Ans Westra’s truly remarkable career spans over 50 years, awarded an Arts Foundation NZ Icon Award for 2007, Ans is one of New Zealand’s most celebrated photographers. Westra predicated her work on a concept of humanism, with the camera as a tool of social consience and a means of expressing her reverence and affirmation of life. Photographic commentator Peter Turner once stated: “I think Ans Westra has a message for us. Not always comfortable, but consistently powerful. I think it’s a statement of love, exploration and adventure. Most of all it is a tale of commitment and expectation – to a nation and a medium which can express that belief in worth and human dignity... she pictures what she has seen and trusts us to believe her.”
Born in 1936 in Leiden, Holland, it was her stepfather’s camera that sparked Ans’ early interest in photography. “ as a teenager I had a stepfather who owned a Leica camera, and he had taken a lot of photographs. That exposed me to photography. We went to see the Family of Man exhibition which made a big impression on me – the enjoyment, the variety of people. I also found I had an affinity with photography, I could express more with it than with anything else. “ In 1953 she moved to Rotterdam and studied at the Industrieschool voor Meisjes. Ans traveled to New Zealand after graduation in 1957 with a Diploma in Arts and Craft Teaching.
Westra’s career is remarkable in many respects. When she began working, photography in New Zealand was barely visible. Known particularly for her photographs of Maori, when Ans arrived in NZ she remembers that there wasn’t “a lot of real documentation being done. The books that came out on the Maori were very much aimed at the tourist market – very, very formal and posed. So my pictures were more natural ones and stood out that way. I was wanting to observe life as it happened, without interrupting it as much as possible. Much of her earlier work was produced for publications such as the Department of Maori Affairs journal Te Ao Hou and various journals and bulletins published by the School Publications Branch of the Department of Education. She has also produced four major photographic books.

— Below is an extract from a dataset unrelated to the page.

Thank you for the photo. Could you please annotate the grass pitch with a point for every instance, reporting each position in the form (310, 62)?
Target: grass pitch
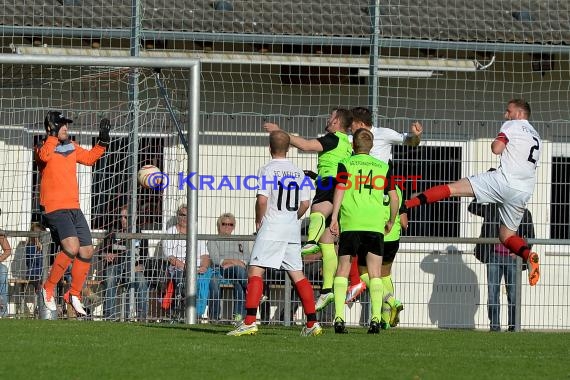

Her first international recognition came in 1960 when she won a prize from the UK Photography magazine for her work entitled Assignment No.2, 1962. In the mid-1980s her contribution to the development of social documentary photography was acknowledged in the exhibition Witness to Change (1985), where her work represented ’the 1960s’.
After decades of working predominantly in black and white, Ans has found a passion for colour. Ans’ Pleasure Garden Series encapsulates the essence of her ability to capture life. Nature - its beauty and constantly changing qualities enable it to be a constant source of inspiration for the photographer.
Ans’ most recent show, Toy-Land, addresses the souvenir market and the way we choose to represent ourselves to the world. These works are a testament to an artist’s ability to grow and constantly explore different ways of seeing.